Peran Media Sosial dalam Membendung Isu Radikalisme Agama di Kalangan Mahasiswa

Minggu, 01 Mei 2022 12:20 WIB

Penulis:redaksi

penulis opini.JPG
Maria Putri Ninji dan Maria Albina Nefri. (Dokpri)

BANGSA Indonesia dikenal sebagai bangsa yang majemuk. Kemajemukan ini ditandai dengan keberagaman yang ada, baik itu suku, ras, etnis, budaya, dan agama. Kemajemukan ini merupakan suatu kekayaan bangsa Indonesia. Kekayaan bangsa Indonesia terbentuk karena adanya keragaman dan kemajemukan tersebut.

Para pendiri bangsa (founding fathers) melihat dan menyadari bahwa keragaman yang dimiliki bangsa Indonesia merupakan kekayaan dan realitas yang harus dijaga eksistensinya agar Negara Kesatuan Republik Indonesia tetap bertahan menjadi negara yang majemuk. 

Akan tetapi akhir-akhir ini kemajemukan itu tidak lagi dilihat sebagai berkat dan kekayaan tetapi sebagai ancaman dan bencana. Hal ini terjadi karena adanya upaya dari kelompok tertentu yang ingin menjadikan ajaran dan doktrin agamanya sebagai dasar negara. Semangat eksklusivisme dan formalisme agama semakin gencar dan terus bertumbuh di negara ini. Konsekuensi dari eksklusivisme dan formalisme agama adalah pengabaian hak-hak kelompok minoritas.

Sikap eksklusivisme dan formalisme agama atau sering kita sebut sikap radikalisme ditunjukan dalam aksi kekerasan dan tindakan rasisme yang mengatasnamakan agama. Masing-masing agama “mengklaim diri sebagai agama yang paling benar dan agama lain adalah agama kafir”. 

Tidak jarang kita mendengar adanya kerusuhan, bom yang memporak-porandakan rumah-rumah ibadah misalnya pemboman Gereja Katedral Makasar beberapa tahun lalu, larangan membangun rumah ibadah, melakukan orasi yang memojokan bahkan mengatakan agama lain sebagai agama kafir. 

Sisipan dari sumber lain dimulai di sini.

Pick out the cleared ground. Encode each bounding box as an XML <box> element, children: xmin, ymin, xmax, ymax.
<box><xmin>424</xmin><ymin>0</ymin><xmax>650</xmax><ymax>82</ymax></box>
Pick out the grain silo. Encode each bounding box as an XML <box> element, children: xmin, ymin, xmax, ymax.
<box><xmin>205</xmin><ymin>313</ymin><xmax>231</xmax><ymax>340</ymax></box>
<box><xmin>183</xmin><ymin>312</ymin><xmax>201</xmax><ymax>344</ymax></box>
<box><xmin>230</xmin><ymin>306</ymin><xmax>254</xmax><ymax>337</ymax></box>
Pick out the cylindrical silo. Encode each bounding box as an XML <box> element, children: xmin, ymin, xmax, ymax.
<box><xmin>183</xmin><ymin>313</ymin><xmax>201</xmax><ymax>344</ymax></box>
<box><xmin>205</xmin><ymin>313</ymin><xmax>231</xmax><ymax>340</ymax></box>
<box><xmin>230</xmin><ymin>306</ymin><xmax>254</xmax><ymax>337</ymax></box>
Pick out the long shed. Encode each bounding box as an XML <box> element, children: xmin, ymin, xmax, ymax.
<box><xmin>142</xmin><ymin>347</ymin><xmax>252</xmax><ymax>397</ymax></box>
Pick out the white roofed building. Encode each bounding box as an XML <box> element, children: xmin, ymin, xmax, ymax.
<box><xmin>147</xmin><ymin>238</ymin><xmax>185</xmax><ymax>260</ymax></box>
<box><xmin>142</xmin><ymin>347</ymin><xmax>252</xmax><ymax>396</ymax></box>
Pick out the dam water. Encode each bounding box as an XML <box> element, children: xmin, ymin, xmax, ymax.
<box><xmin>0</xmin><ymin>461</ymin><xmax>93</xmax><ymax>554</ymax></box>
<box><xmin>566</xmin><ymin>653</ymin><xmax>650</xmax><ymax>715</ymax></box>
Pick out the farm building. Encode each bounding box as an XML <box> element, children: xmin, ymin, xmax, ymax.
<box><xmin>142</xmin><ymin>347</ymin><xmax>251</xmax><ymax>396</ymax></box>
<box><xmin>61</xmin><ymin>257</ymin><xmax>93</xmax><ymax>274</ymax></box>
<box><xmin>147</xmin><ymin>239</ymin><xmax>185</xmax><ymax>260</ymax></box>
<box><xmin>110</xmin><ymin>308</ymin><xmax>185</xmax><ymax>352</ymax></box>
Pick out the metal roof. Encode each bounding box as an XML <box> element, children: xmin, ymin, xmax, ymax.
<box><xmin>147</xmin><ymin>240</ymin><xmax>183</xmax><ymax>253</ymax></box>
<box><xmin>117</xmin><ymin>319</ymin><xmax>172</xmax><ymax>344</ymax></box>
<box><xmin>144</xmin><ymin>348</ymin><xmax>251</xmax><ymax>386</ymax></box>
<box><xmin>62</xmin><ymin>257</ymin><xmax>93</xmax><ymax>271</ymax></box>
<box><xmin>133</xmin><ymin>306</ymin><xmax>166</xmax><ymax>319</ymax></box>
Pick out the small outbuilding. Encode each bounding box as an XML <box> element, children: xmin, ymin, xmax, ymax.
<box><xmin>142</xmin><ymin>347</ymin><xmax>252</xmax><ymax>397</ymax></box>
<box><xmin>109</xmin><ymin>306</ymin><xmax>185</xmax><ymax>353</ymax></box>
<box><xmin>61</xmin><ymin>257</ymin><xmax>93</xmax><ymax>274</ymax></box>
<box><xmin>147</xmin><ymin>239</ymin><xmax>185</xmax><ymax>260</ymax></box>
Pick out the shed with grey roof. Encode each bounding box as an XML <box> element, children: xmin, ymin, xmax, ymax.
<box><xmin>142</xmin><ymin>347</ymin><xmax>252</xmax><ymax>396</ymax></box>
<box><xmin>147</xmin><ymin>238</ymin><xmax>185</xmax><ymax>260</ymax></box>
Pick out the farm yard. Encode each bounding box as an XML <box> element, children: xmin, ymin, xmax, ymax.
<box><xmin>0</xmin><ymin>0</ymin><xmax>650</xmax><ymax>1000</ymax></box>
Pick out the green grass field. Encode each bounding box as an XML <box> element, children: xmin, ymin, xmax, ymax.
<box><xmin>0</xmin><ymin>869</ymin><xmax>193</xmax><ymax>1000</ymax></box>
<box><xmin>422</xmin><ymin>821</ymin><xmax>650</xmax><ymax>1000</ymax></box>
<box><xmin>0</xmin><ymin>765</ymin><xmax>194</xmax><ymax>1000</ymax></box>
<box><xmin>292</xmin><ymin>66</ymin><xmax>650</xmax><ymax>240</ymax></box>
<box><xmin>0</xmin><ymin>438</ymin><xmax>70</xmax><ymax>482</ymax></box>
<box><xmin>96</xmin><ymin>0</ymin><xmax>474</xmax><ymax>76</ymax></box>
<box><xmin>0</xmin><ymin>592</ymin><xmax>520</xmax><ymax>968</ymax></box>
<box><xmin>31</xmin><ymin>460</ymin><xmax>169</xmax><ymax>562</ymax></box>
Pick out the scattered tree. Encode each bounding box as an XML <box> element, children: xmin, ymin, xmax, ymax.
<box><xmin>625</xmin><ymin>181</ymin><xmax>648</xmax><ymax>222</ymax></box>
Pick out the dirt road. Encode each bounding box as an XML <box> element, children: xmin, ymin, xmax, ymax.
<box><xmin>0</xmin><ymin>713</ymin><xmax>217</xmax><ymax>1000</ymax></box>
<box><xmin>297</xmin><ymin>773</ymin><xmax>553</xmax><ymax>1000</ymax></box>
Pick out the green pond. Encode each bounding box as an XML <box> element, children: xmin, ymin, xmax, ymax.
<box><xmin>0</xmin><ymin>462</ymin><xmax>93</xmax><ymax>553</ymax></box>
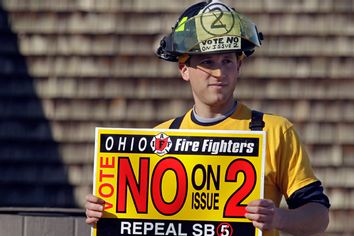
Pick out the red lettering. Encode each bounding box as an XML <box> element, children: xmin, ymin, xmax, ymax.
<box><xmin>100</xmin><ymin>157</ymin><xmax>115</xmax><ymax>168</ymax></box>
<box><xmin>117</xmin><ymin>157</ymin><xmax>149</xmax><ymax>213</ymax></box>
<box><xmin>98</xmin><ymin>183</ymin><xmax>114</xmax><ymax>198</ymax></box>
<box><xmin>104</xmin><ymin>202</ymin><xmax>113</xmax><ymax>210</ymax></box>
<box><xmin>224</xmin><ymin>159</ymin><xmax>257</xmax><ymax>218</ymax></box>
<box><xmin>99</xmin><ymin>170</ymin><xmax>114</xmax><ymax>182</ymax></box>
<box><xmin>151</xmin><ymin>157</ymin><xmax>188</xmax><ymax>215</ymax></box>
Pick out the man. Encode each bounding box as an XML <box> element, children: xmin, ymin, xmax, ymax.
<box><xmin>86</xmin><ymin>1</ymin><xmax>330</xmax><ymax>235</ymax></box>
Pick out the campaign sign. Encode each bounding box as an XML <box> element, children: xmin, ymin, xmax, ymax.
<box><xmin>91</xmin><ymin>128</ymin><xmax>266</xmax><ymax>236</ymax></box>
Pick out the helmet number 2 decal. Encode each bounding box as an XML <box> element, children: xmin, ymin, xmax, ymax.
<box><xmin>210</xmin><ymin>7</ymin><xmax>226</xmax><ymax>29</ymax></box>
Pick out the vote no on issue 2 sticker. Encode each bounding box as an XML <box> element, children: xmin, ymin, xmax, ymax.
<box><xmin>91</xmin><ymin>128</ymin><xmax>266</xmax><ymax>236</ymax></box>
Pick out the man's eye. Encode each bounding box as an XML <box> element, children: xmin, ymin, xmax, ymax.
<box><xmin>200</xmin><ymin>60</ymin><xmax>212</xmax><ymax>65</ymax></box>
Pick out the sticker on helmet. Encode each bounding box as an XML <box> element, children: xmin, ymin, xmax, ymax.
<box><xmin>199</xmin><ymin>36</ymin><xmax>241</xmax><ymax>52</ymax></box>
<box><xmin>201</xmin><ymin>3</ymin><xmax>235</xmax><ymax>35</ymax></box>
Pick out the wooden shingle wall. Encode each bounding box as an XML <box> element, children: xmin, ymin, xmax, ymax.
<box><xmin>0</xmin><ymin>0</ymin><xmax>354</xmax><ymax>235</ymax></box>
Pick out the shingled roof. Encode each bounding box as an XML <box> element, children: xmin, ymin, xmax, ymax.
<box><xmin>0</xmin><ymin>0</ymin><xmax>354</xmax><ymax>235</ymax></box>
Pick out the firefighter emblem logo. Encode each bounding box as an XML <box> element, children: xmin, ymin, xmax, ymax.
<box><xmin>150</xmin><ymin>133</ymin><xmax>172</xmax><ymax>156</ymax></box>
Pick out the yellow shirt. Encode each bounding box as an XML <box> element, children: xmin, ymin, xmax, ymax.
<box><xmin>155</xmin><ymin>103</ymin><xmax>317</xmax><ymax>236</ymax></box>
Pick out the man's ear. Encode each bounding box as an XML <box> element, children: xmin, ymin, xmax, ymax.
<box><xmin>178</xmin><ymin>63</ymin><xmax>189</xmax><ymax>81</ymax></box>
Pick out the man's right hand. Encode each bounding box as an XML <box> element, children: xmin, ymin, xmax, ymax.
<box><xmin>85</xmin><ymin>194</ymin><xmax>104</xmax><ymax>225</ymax></box>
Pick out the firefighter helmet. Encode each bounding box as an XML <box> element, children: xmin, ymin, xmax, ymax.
<box><xmin>156</xmin><ymin>0</ymin><xmax>263</xmax><ymax>62</ymax></box>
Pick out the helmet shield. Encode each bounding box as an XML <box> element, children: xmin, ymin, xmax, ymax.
<box><xmin>171</xmin><ymin>8</ymin><xmax>260</xmax><ymax>54</ymax></box>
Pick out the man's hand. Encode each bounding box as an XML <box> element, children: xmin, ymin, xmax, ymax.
<box><xmin>245</xmin><ymin>199</ymin><xmax>277</xmax><ymax>230</ymax></box>
<box><xmin>85</xmin><ymin>194</ymin><xmax>104</xmax><ymax>224</ymax></box>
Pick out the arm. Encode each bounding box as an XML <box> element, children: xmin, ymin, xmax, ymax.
<box><xmin>85</xmin><ymin>194</ymin><xmax>104</xmax><ymax>224</ymax></box>
<box><xmin>245</xmin><ymin>199</ymin><xmax>329</xmax><ymax>235</ymax></box>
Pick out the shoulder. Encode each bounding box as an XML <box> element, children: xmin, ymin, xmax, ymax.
<box><xmin>263</xmin><ymin>113</ymin><xmax>293</xmax><ymax>133</ymax></box>
<box><xmin>154</xmin><ymin>119</ymin><xmax>174</xmax><ymax>129</ymax></box>
<box><xmin>236</xmin><ymin>103</ymin><xmax>293</xmax><ymax>133</ymax></box>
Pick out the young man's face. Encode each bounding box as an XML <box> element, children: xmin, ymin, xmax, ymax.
<box><xmin>179</xmin><ymin>53</ymin><xmax>241</xmax><ymax>112</ymax></box>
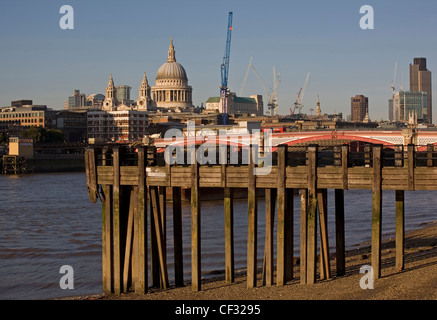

Sikap radikal ini terus menggeliat dan sudah merangsek ke dalam dunia kampus, bahkan menyebar dengan sangat cepat. Mahasiswa saat ini menjadi sasaran empuk penyebaran radikalisme. 

Pasalnya paham ini dapat menyebar dengan cepat melalui media sosial. Dan kita tahu bahwa saat ini mahasiswa sangat akrab dengan media sosial. Mahasiswa saat ini sangat akrab dengan berbagai macam teknologi dan sangat update di media sosial. Idi Subandy Ibrahim, dalam bukunya Budaya Populer Sebagai Komunikasi: Dinamika Popscape dan Mediascape di Indonesia Kontemporer menulis bahwa, media sosial telah membentuk sebuah generasi dan dunianya sendiri, bahkan Tapscott menyebutkan bahwa kemajuan teknologi informasi telah melahirkan ‘media-literate kids’, anak-anak yang melek media. Melalui media-media inilah paham radikalisme itu dengan mudah menyebar di kalangan mahasiswa. 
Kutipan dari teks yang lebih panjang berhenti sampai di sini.